I learned first about the eight limbs of yoga, of which the physical movement aspect is only one limb. The first two limbs are guidelines for relationships with others and with one’s self. The third limb is that of the physical practice, while the fourth limb involves breathing exercises to support a calm and clear mind. The fifth limb is that of withdrawal of the senses, usually through fasting from activity, food, etc. The sixth limb is concentration, or training the mind to become one-pointed. The seventh limb is meditation, and the final limb is that of what is called samdhi, or the state of being undivided.
The understanding of the eight limbs transformed my physical practice of yoga. I began to gravitate towards gentler forms of yoga such as yin yoga or restorative yoga. One continues to receive the benefits of strength, flexibility and balance, but also the slower pace encourages deep mindfulness.

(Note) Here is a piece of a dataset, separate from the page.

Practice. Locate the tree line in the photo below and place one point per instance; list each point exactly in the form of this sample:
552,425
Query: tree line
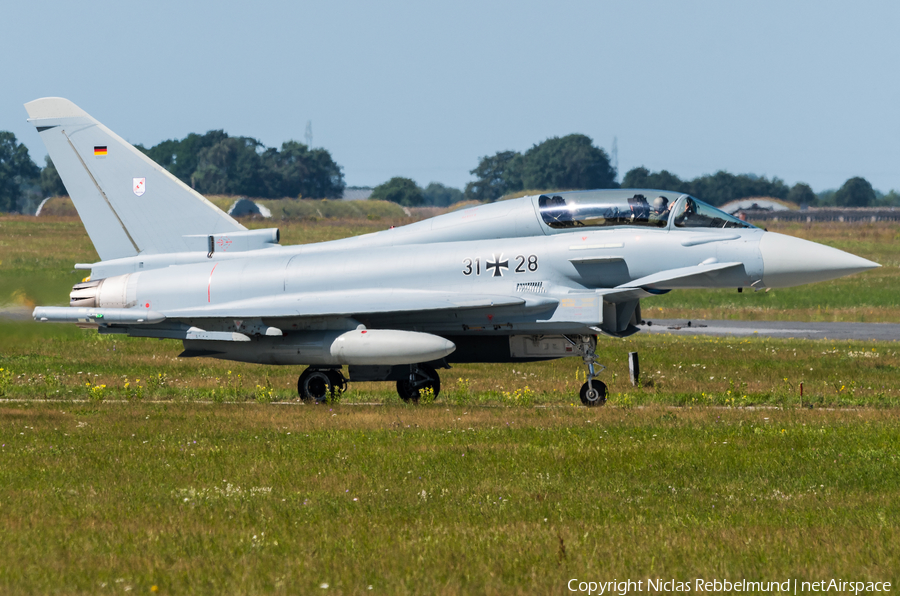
216,163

There is so much going on in each yoga pose…many different muscles are activated with some of them contracting and others relaxing; the breath changes in depth and breadth; and the mind state can be observed as yum, yuck or neutral…all the while I can stay in a state of observation with a smile on my face simply appreciating it all. However, the true benefits of this slower physical practice of yoga come alive off the mat by knowing I can be in pose with many things happening, even with my aversion active, and still smile, still appreciate. Now that is powerful!
If you are not a yoga practitioner, check it out and try some different styles to see what is most delicious to you. Blessings!